Lors de cette séance à la Bourse régionale des valeurs mobilières (BRVM), le Bénin a sollicité 20 milliards de FCFA via des Bons Assimilables du Trésor (BAT) à 91 jours. L’engouement a été massif : les investisseurs ont proposé 43,820 milliards de FCFA, soit un taux de couverture de 219,10 %. Le Trésor a finalement retenu 22 milliards de FCFA. La performance béninoise est d’autant plus marquante lorsqu’on la compare aux autres États de l’Union. Avec un rendement moyen pondéré de 3,25 %, le Bénin forme un duopole de tête avec la Côte d’Ivoire (3,47 % sur 12 mois fin juin).
À l’opposé, les autres émetteurs subissent des conditions nettement plus sévères : le Sénégal a dû concéder un rendement de 7,82 % fin juin, tandis que le Mali s’est financé à 4,52 %. La Guinée-Bissau, pénalisée par sa fragilité politique, affiche 4,99 %. Quant au Burkina Faso et au Togo, ils ont récemment préféré annuler des émissions à court terme pour éviter des taux jugés trop onéreux.
Le Mali et la Côte d’Ivoire financent le Bénin
La répartition géographique des fonds souligne un arbitrage régional fort. Le Mali est devenu le pivot de l’émission avec 13 milliards de FCFA de titres retenus, suivi de la Côte d’Ivoire (5,49 milliards) et du Sénégal (3,46 milliards).

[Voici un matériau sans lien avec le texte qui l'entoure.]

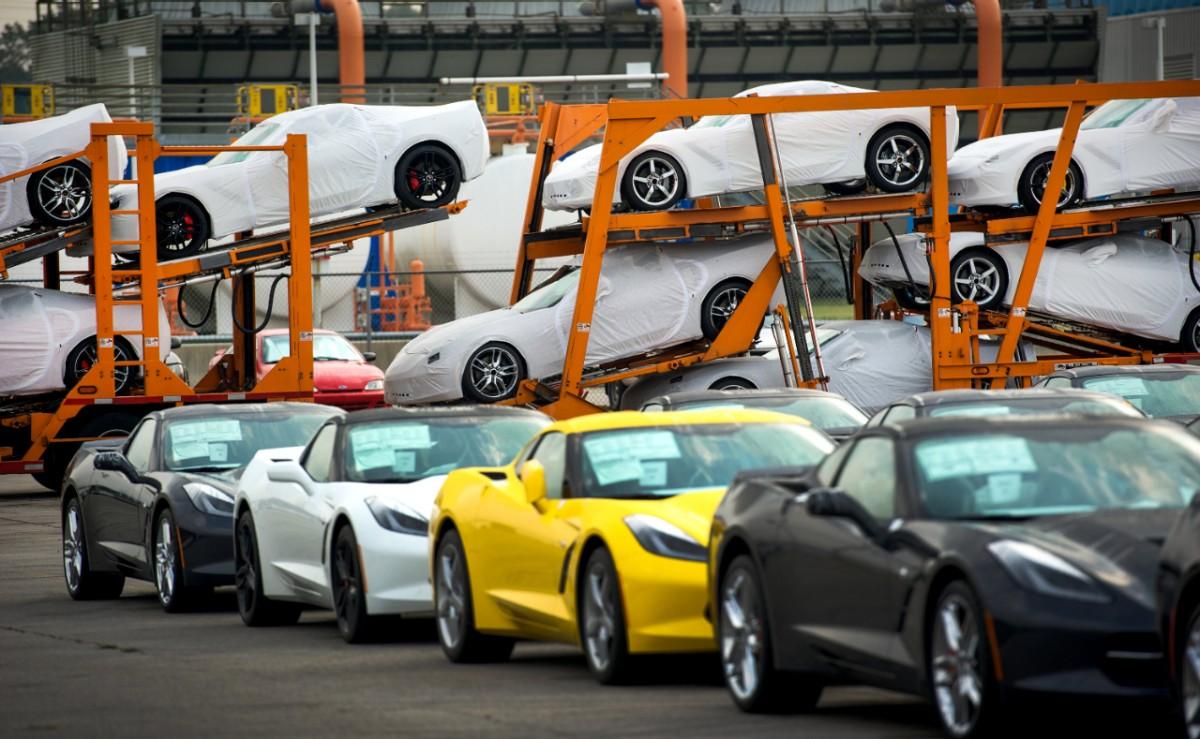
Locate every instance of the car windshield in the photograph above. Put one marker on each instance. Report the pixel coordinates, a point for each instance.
(1055, 469)
(214, 444)
(325, 347)
(263, 134)
(405, 450)
(659, 462)
(1114, 113)
(550, 293)
(831, 415)
(1027, 406)
(1157, 395)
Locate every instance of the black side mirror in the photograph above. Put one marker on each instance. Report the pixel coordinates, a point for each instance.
(837, 504)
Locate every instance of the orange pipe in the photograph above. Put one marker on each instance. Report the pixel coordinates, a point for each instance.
(675, 44)
(351, 54)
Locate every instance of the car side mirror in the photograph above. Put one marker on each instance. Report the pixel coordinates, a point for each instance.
(533, 478)
(288, 470)
(837, 504)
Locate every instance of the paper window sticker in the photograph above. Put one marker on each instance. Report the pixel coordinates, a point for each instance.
(403, 461)
(654, 474)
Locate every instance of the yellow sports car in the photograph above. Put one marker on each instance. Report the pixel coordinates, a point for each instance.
(597, 534)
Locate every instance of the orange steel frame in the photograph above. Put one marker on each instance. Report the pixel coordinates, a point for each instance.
(955, 329)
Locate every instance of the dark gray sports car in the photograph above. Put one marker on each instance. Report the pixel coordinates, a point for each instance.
(157, 505)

Paradoxalement, les banques béninoises ont été quasi exclues : sur 14,35 milliards proposés, seulement 45 millions ont été retenus. Ce décalage montre que les banques locales exigent des primes de rendement supérieures, incitant le Trésor à importer une liquidité régionale moins chère.
Une détente spectaculaire depuis janvier
L’année 2026 marque une rupture pour la dette béninoise. En janvier, le rendement pour la même maturité culminait à 5,01 % pour une couverture de seulement 50,12 %. En six mois, le pays a réduit son coût de financement de 175 points de base. Si la stratégie reste axée sur des tranches courtes (3 et 6 mois), le Trésor est passé d’une politique de rejet massif en début d’année à un opportunisme assumé en juillet.
Pour les investisseurs, cette capacité à attirer l’épargne des voisins à bas prix confirme que le Bénin est devenu la valeur refuge par excellence de l’espace UEMOA, portée par une gestion budgétaire rigoureuse et une inflation maîtrisée à 1,4 %.